Qu’a décidé le Conseil des ministres en ce qui concerne le financement des municipalités ?
Selon le procès-verbal de sa réunion du 9 septembre, le Conseil des ministres a adopté « des décrets proposés par les ministres de l’Intérieur et des Finances relatifs à la distribution aux municipalités et aux fédérations de municipalités des recettes de la téléphonie mobile versées à la Caisse autonome des municipalités par le ministère des Télécoms, y compris le rééchelonnement des sommes bloquées pour la période 1995 à 2010 ». La formule, signée Fouad Fleifel, le secrétaire général du Conseil des ministres, est pour le moins alambiquée. Interrogé par Le Commerce du Levant sur ces décrets, le ministère des Finances a refusé d’en expliciter le contenu, affirmant qu’« ils seront publiés au Journal officiel lorsqu’une série d’autres décrets seront approuvés », ces derniers n’étant pas davantage explicités. Autant dire qu’en réalité aucune décision exécutive n’a été prise concernant le transfert aux municipalités de l’argent qui leur est dû. Sans compter que le décret évoqué par le procès-verbal n’a pas été signé par les ministres du Courant patriotique libre (CPL) et du Hezbollah, absents de la séance.

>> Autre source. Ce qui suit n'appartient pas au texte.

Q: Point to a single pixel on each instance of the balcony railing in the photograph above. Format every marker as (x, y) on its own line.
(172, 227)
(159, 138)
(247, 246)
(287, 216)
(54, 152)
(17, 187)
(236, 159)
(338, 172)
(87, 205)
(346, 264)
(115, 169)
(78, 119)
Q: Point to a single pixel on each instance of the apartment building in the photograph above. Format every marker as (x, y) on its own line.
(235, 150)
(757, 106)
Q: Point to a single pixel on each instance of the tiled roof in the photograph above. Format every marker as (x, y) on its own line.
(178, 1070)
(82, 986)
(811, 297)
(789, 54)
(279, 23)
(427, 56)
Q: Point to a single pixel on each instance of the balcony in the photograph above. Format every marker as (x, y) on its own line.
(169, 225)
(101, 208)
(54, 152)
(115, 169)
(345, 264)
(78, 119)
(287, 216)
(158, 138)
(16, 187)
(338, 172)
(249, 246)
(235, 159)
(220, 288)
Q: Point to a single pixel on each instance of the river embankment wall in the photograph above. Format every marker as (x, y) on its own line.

De quoi est composée la dette envers les municipalités ?
La loi prévoit que les municipalités perçoivent directement certaines taxes (taxes sur la valeur locative, taxes sur les permis de construire, etc.) et puissent bénéficier de dons ou de subventions. Celles qui sont situées dans des zones où le foncier a flambé – notamment Beyrouth – n’ont donc relativement pas de problèmes de financement.
En revanche, un grand nombre de municipalités dépendent plus lourdement d’autres types de ressources fiscales indirectes : une dizaine de taxes et d’impôts sont collectés par l’État qui est censé les affecter à la Caisse autonome des municipalités (CAM) avant de les redistribuer aux municipalités par décret. Parallèlement, une taxe de 10 % – devenue TVA à partir de 2004 – sur les factures d’eau, d’électricité et de téléphonie est perçue par les ministères ou établissements publics concernés qui sont censés les verser tous les trois mois directement aux municipalités suivant la localisation géographique des abonnés, sans passer par la CAM. Seules les recettes fiscales liées aux abonnés habitant hors des frontières administratives des municipalités abondent la CAM.

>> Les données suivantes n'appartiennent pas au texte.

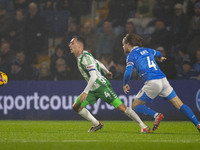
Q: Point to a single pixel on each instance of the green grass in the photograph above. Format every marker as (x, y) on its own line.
(116, 135)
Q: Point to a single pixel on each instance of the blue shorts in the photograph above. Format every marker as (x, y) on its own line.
(153, 88)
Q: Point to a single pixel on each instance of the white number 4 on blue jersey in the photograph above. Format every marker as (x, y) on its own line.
(151, 63)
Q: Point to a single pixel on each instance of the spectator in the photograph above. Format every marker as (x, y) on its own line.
(168, 66)
(44, 72)
(59, 53)
(143, 15)
(6, 21)
(108, 63)
(25, 64)
(187, 71)
(161, 36)
(120, 69)
(6, 55)
(36, 32)
(179, 24)
(84, 8)
(196, 66)
(90, 37)
(73, 30)
(120, 11)
(190, 8)
(16, 72)
(163, 10)
(118, 51)
(106, 40)
(63, 72)
(193, 37)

Or ni les premières ni les secondes ne sont versées aux municipalités conformément à la loi. Au fil des ans, ces dernières ont ainsi accumulé des créances que l’État a tardivement reconnues comme telles, notamment la recette de la taxe de 10 % sur la téléphonie mobile qui se chiffre en centaines de millions de dollars.

Pourquoi une dette liée à la taxe sur les factures mobiles est-elle due aux municipalités ?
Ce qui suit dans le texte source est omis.